Marek Borowski: zagłosowałbym na Kidawę-Błońską

Senator Koalicji Obywatelskiej Marek Borowski jest zdania, że największe szanse w starciu z Andrzejem Dudą, miałby kandydat pozapartyjny, niezależny. Wyznał też, na kogo by zagłosował, gdyby miał do wyboru kandydatury Małgorzaty Kidawy-Błońskiej i Roberta Biedronia.

Marek Borowski: zagłosowałbym na Kidawę-Błońską
Źródło zdjęć: © East News | Andrzej Iwańczuk/Reporter
Violetta Baran

30.10.2019 18:44

- To jest delikatna sprawa, negocjowana przez liderów ugrupowań wchodzących w skład paktu senackiego - stwierdził były marszałek Sejmu, senator Marek Borowski pytany w "Popołudniowej rozmowie" w RMF FM, czy jest gotowy zasiąść w fotelu marszałka Senatu. Przyznał, że nikt do tej pory nie pytał go, czy chciałby tę funkcję objąć.

- Powiem tak, jeżeli trzej liderzy się do mnie z tym zwrócą, a 50 senatorów powie, że na mnie zagłosują, to jestem gotów to rozważyć - stwierdził Borowski.

Zdaniem Borowskiego sukces zwycięstwa senackiego nie będzie polegał na tym, że uda się wyłonić prezydium Senatu, ale "że będzie się współpracować przez resztę kadencji".

- Jak stanę przed takim wyborem w II turze, to się zastanowię. Jeśli pan mówi o I turze, to wydaje mi się jednak, że na Kidawę-Błońską, bo ma większe szanse, by pokonać Dudę - stwierdził Borowski na kogo zagłosowałby w wyborach prezydenckich: Na Małgorzatę Kidawę-Błońską czy Roberta Biedronia.

- Dzisiaj potrzebujemy kandydata, który będzie w stanie pokonać Dudę, nie chodzi o to, by był mniej lub bardziej prawicowy, lecz prezydenta, który będzie przestrzegał zasad praworządności.
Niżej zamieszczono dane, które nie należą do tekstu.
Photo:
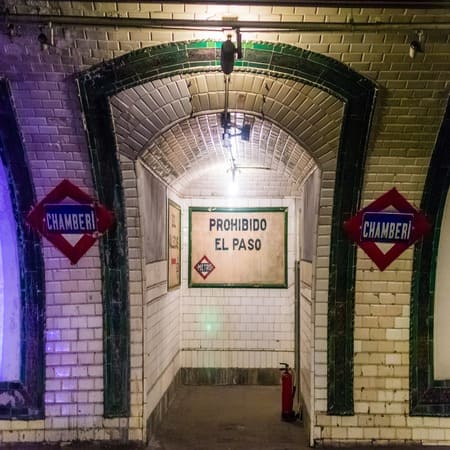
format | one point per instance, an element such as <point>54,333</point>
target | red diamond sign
<point>387,227</point>
<point>204,267</point>
<point>70,219</point>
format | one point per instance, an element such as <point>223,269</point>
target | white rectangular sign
<point>238,247</point>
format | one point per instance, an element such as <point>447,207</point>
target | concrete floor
<point>219,418</point>
<point>228,418</point>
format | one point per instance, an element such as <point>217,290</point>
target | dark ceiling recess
<point>334,3</point>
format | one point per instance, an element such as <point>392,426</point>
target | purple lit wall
<point>9,287</point>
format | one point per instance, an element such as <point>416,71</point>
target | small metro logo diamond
<point>204,267</point>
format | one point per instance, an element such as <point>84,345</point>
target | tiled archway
<point>98,84</point>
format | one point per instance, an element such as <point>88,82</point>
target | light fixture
<point>416,45</point>
<point>45,41</point>
<point>228,51</point>
<point>11,30</point>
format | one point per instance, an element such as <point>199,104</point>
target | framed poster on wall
<point>174,245</point>
<point>238,247</point>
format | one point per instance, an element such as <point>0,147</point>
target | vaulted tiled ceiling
<point>174,126</point>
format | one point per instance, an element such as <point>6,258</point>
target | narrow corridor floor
<point>228,418</point>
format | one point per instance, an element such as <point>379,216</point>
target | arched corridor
<point>228,253</point>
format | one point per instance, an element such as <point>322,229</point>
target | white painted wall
<point>161,315</point>
<point>237,327</point>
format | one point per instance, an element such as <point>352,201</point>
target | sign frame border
<point>172,204</point>
<point>283,209</point>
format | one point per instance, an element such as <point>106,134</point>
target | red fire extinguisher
<point>287,394</point>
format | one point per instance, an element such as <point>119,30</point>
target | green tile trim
<point>278,60</point>
<point>429,397</point>
<point>30,388</point>
<point>113,254</point>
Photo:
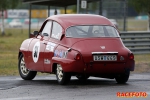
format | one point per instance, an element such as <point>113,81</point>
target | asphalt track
<point>47,88</point>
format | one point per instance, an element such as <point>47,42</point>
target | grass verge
<point>10,43</point>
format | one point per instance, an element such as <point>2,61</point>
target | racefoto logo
<point>132,94</point>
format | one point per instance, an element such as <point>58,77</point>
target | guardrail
<point>137,42</point>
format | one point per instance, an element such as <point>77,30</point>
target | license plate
<point>104,57</point>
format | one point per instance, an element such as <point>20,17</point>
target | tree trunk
<point>148,21</point>
<point>2,24</point>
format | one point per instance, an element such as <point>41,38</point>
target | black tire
<point>62,77</point>
<point>23,71</point>
<point>123,78</point>
<point>82,77</point>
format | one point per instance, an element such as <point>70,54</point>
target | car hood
<point>104,45</point>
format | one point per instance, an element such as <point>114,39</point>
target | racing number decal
<point>36,51</point>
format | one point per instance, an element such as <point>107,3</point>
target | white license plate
<point>104,57</point>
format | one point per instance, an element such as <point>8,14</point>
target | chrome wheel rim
<point>59,72</point>
<point>23,68</point>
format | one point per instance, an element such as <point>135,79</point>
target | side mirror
<point>45,34</point>
<point>35,33</point>
<point>61,37</point>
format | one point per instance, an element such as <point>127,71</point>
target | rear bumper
<point>94,67</point>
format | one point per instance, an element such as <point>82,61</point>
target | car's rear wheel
<point>123,78</point>
<point>23,71</point>
<point>62,77</point>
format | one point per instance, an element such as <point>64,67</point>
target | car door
<point>37,48</point>
<point>51,45</point>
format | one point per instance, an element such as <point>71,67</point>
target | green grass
<point>9,46</point>
<point>10,43</point>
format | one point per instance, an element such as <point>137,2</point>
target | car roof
<point>67,20</point>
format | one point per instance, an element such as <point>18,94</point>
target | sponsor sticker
<point>50,46</point>
<point>60,53</point>
<point>36,51</point>
<point>46,61</point>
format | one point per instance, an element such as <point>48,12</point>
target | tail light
<point>77,56</point>
<point>131,56</point>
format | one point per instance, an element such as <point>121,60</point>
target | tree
<point>4,5</point>
<point>142,6</point>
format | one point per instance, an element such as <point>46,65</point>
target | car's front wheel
<point>62,77</point>
<point>82,77</point>
<point>123,78</point>
<point>23,71</point>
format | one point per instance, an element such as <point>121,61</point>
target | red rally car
<point>80,45</point>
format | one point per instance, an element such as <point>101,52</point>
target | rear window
<point>87,31</point>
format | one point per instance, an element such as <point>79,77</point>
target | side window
<point>56,31</point>
<point>47,29</point>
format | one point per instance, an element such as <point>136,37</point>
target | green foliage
<point>140,5</point>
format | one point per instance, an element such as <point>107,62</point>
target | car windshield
<point>88,31</point>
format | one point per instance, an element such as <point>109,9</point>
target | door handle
<point>44,43</point>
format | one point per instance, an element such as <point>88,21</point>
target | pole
<point>65,9</point>
<point>100,7</point>
<point>125,7</point>
<point>78,4</point>
<point>48,10</point>
<point>30,19</point>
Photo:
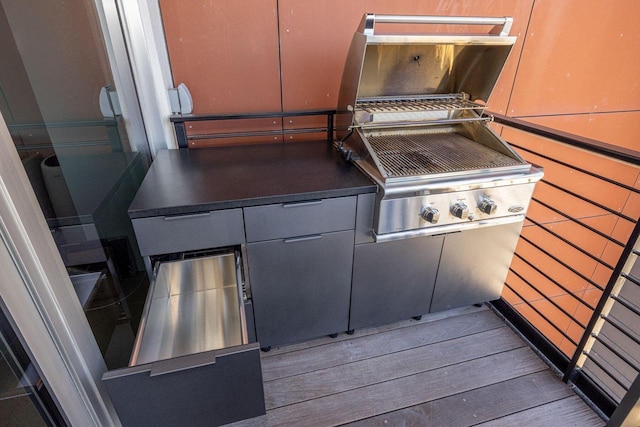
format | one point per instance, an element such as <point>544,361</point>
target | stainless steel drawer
<point>298,219</point>
<point>168,234</point>
<point>192,363</point>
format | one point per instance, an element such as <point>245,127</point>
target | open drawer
<point>192,363</point>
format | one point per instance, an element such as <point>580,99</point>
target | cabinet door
<point>393,280</point>
<point>301,286</point>
<point>474,265</point>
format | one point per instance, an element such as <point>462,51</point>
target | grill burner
<point>428,153</point>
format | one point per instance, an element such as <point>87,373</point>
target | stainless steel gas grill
<point>452,194</point>
<point>411,117</point>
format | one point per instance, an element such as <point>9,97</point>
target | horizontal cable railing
<point>569,289</point>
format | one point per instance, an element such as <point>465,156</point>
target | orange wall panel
<point>621,129</point>
<point>226,52</point>
<point>579,57</point>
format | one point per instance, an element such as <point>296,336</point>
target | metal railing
<point>183,137</point>
<point>549,295</point>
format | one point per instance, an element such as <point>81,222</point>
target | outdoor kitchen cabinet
<point>193,362</point>
<point>300,261</point>
<point>474,266</point>
<point>393,280</point>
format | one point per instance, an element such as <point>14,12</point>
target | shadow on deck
<point>462,367</point>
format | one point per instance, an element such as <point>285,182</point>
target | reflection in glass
<point>61,106</point>
<point>24,400</point>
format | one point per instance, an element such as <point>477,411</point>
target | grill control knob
<point>430,214</point>
<point>460,210</point>
<point>487,206</point>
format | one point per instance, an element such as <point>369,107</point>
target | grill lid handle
<point>502,25</point>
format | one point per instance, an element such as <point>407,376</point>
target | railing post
<point>571,370</point>
<point>627,414</point>
<point>330,127</point>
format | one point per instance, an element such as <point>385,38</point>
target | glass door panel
<point>61,106</point>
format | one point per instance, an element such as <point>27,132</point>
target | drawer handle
<point>178,217</point>
<point>303,239</point>
<point>178,364</point>
<point>301,204</point>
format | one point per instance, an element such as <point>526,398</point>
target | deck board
<point>570,411</point>
<point>457,368</point>
<point>358,348</point>
<point>379,369</point>
<point>476,406</point>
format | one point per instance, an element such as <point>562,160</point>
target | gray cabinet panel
<point>301,218</point>
<point>300,286</point>
<point>204,389</point>
<point>161,235</point>
<point>393,280</point>
<point>474,266</point>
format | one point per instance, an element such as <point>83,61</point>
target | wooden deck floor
<point>459,368</point>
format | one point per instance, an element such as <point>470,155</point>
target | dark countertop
<point>189,181</point>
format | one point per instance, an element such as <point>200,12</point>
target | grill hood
<point>409,65</point>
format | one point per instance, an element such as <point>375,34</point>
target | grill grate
<point>417,104</point>
<point>428,153</point>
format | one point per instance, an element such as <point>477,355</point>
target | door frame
<point>39,298</point>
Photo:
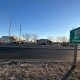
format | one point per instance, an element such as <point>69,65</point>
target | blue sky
<point>42,17</point>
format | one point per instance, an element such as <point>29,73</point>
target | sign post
<point>75,39</point>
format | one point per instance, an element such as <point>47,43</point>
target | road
<point>56,53</point>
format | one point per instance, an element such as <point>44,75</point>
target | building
<point>44,42</point>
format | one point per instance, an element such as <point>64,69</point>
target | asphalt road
<point>56,53</point>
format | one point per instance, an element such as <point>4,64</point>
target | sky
<point>42,17</point>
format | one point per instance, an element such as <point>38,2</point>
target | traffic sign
<point>75,35</point>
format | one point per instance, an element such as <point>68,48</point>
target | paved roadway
<point>37,52</point>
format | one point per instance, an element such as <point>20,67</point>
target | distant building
<point>44,42</point>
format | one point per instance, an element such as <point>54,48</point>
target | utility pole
<point>75,55</point>
<point>20,33</point>
<point>10,28</point>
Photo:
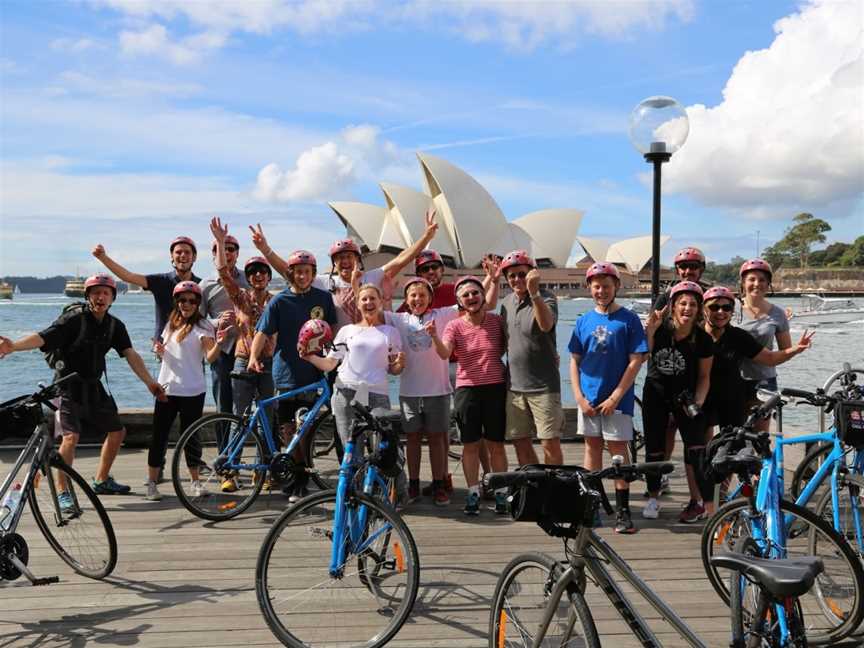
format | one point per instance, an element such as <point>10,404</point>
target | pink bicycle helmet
<point>187,286</point>
<point>257,261</point>
<point>690,255</point>
<point>756,264</point>
<point>683,287</point>
<point>228,239</point>
<point>517,257</point>
<point>718,292</point>
<point>301,256</point>
<point>313,337</point>
<point>100,279</point>
<point>183,239</point>
<point>602,268</point>
<point>344,245</point>
<point>427,256</point>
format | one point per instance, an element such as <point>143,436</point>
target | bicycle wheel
<point>222,490</point>
<point>521,598</point>
<point>835,605</point>
<point>805,470</point>
<point>373,593</point>
<point>82,535</point>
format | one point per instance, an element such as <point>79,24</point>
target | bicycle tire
<point>293,568</point>
<point>805,470</point>
<point>83,536</point>
<point>837,617</point>
<point>215,504</point>
<point>521,597</point>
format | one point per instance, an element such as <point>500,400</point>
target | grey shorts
<point>430,414</point>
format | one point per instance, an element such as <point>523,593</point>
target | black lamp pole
<point>656,158</point>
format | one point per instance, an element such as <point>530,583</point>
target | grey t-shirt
<point>764,330</point>
<point>532,355</point>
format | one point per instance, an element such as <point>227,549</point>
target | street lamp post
<point>658,128</point>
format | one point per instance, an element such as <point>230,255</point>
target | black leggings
<point>190,409</point>
<point>656,410</point>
Nie kieruję się lewicowością kandydata, tylko szansami na pokonanie Dudy - mówił były marszałek Sejmu.

Borowski opowiedział się zorganizowanie prawyborów, które wyłoniłyby kandydata na prezydenta. - Jest czas na prawybory. Prawybory będą częścią kampanii wyborczej. Taka forma wyłonienia kandydata przyciąga ludzi, aktywizuje wyborców - tłumaczył.

Były polityk SLD zwrócił uwagę, że prawybory w PO mogą się nie udać. - Tu jest jeszcze kwestia kandydowania Tuska. Ma się wypowiedzieć na ten temat 2 grudnia. Pytanie, czy ktoś się zgłosi przeciwko niemu w PO - zastanawia się polityk.
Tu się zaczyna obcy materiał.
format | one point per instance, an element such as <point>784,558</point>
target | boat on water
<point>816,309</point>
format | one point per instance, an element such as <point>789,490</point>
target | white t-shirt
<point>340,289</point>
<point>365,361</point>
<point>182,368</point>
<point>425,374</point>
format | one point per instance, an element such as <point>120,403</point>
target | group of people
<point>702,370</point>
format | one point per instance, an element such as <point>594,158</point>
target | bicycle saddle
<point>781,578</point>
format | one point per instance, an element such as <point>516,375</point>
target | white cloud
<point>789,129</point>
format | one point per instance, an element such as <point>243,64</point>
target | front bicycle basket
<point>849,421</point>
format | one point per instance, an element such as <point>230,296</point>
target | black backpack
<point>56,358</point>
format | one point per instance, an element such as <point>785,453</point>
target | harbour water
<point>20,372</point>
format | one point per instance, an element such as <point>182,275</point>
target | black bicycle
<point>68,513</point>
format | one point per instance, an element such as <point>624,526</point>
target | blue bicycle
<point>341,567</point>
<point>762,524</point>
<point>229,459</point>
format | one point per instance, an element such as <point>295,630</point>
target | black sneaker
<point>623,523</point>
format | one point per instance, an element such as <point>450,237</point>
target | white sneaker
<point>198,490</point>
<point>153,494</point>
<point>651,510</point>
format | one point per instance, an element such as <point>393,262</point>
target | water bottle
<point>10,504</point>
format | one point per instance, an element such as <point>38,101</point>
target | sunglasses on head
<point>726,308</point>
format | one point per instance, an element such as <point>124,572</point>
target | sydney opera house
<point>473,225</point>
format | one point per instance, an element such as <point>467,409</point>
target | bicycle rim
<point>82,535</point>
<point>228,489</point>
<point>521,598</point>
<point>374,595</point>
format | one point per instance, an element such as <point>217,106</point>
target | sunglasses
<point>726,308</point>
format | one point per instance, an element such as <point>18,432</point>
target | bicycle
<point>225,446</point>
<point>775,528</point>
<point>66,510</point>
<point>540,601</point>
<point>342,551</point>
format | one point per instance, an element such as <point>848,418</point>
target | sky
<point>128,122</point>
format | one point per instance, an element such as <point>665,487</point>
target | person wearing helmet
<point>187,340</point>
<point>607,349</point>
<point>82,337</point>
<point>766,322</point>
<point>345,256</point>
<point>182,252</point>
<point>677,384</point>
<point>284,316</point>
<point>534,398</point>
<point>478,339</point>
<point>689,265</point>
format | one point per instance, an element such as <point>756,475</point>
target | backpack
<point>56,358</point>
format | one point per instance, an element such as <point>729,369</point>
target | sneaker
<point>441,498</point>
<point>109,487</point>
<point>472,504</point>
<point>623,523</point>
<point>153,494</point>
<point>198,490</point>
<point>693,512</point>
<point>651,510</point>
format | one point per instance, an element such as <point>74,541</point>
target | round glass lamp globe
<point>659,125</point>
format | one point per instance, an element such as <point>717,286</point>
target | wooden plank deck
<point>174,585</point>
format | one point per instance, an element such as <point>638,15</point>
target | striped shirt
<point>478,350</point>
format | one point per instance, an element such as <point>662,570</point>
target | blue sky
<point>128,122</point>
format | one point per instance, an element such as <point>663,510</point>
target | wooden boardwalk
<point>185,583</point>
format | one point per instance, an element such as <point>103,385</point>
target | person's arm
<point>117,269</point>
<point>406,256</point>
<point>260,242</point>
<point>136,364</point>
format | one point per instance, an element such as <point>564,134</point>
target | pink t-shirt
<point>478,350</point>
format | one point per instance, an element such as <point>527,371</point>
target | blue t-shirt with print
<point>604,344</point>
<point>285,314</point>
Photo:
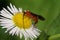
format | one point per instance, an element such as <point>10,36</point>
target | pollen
<point>22,21</point>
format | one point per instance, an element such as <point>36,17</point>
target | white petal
<point>10,9</point>
<point>11,27</point>
<point>15,9</point>
<point>7,12</point>
<point>13,31</point>
<point>6,21</point>
<point>3,13</point>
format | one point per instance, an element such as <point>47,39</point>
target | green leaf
<point>55,37</point>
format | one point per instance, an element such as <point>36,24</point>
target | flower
<point>12,19</point>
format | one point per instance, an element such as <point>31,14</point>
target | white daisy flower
<point>12,19</point>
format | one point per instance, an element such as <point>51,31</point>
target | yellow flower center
<point>21,21</point>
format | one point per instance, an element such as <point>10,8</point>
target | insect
<point>33,16</point>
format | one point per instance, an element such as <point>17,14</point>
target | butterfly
<point>33,16</point>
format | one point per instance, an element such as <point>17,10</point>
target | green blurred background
<point>49,9</point>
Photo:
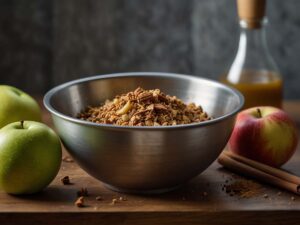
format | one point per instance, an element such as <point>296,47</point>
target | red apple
<point>265,134</point>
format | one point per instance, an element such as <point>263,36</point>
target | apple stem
<point>259,112</point>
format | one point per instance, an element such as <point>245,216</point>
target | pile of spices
<point>145,108</point>
<point>243,188</point>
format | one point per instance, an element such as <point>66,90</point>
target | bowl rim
<point>51,92</point>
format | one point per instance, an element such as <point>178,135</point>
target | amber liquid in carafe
<point>259,92</point>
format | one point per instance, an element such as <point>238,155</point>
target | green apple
<point>30,157</point>
<point>16,105</point>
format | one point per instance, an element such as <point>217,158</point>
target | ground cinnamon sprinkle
<point>145,108</point>
<point>243,188</point>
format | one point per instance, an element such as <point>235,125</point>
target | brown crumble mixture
<point>145,108</point>
<point>66,180</point>
<point>80,202</point>
<point>242,188</point>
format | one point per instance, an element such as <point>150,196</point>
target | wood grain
<point>186,205</point>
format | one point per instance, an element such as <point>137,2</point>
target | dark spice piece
<point>65,180</point>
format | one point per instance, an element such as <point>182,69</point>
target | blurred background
<point>44,43</point>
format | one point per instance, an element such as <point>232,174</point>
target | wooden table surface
<point>201,201</point>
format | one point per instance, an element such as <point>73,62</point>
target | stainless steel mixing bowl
<point>143,159</point>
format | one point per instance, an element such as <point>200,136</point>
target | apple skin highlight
<point>270,138</point>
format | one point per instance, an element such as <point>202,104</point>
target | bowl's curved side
<point>144,161</point>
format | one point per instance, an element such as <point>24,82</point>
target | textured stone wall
<point>44,43</point>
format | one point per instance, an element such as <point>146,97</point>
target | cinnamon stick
<point>256,173</point>
<point>263,167</point>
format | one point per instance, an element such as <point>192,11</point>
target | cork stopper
<point>252,12</point>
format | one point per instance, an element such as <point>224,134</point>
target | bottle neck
<point>253,56</point>
<point>253,38</point>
Marek Borowski jest zdania, że największe szanse w starciu z obecnym prezydentem miałby ktoś spoza polityki. - Moja intuicja podpowiada mi, że dobrym pomysłem byłby pozapartyjny kandydat na prezydenta, który byłby niezależny - stwierdził.

- Ma pan takiego kandydat? - dopytywał prowadzący rozmowę Marcin Zaborski.

- Mam - odparł Borowski. Zapowiedział jednak, że nie podzieli się nazwiskiem kandydata, bo nie rozmawiał z nim na temat jego ewentualnego kandydowania.

Borowski był także pytany o kwestię protestów wyborczych PiS. SN odrzucił już trzy z sześciu złożonych przez to ugrupowanie wniosków o ponowne przeliczenie głosów w kilku okręgach wyborczych do Senatu.

- Skłaniam się dziś do tezy, że PiS wiedział, że Izba Kontroli Nadzwyczajnej i Spraw Publicznych SN odrzuci protesty. I chciał ją w ten sposób uwiarygodnić - stwierdził senator Koalicji Obywatelskiej.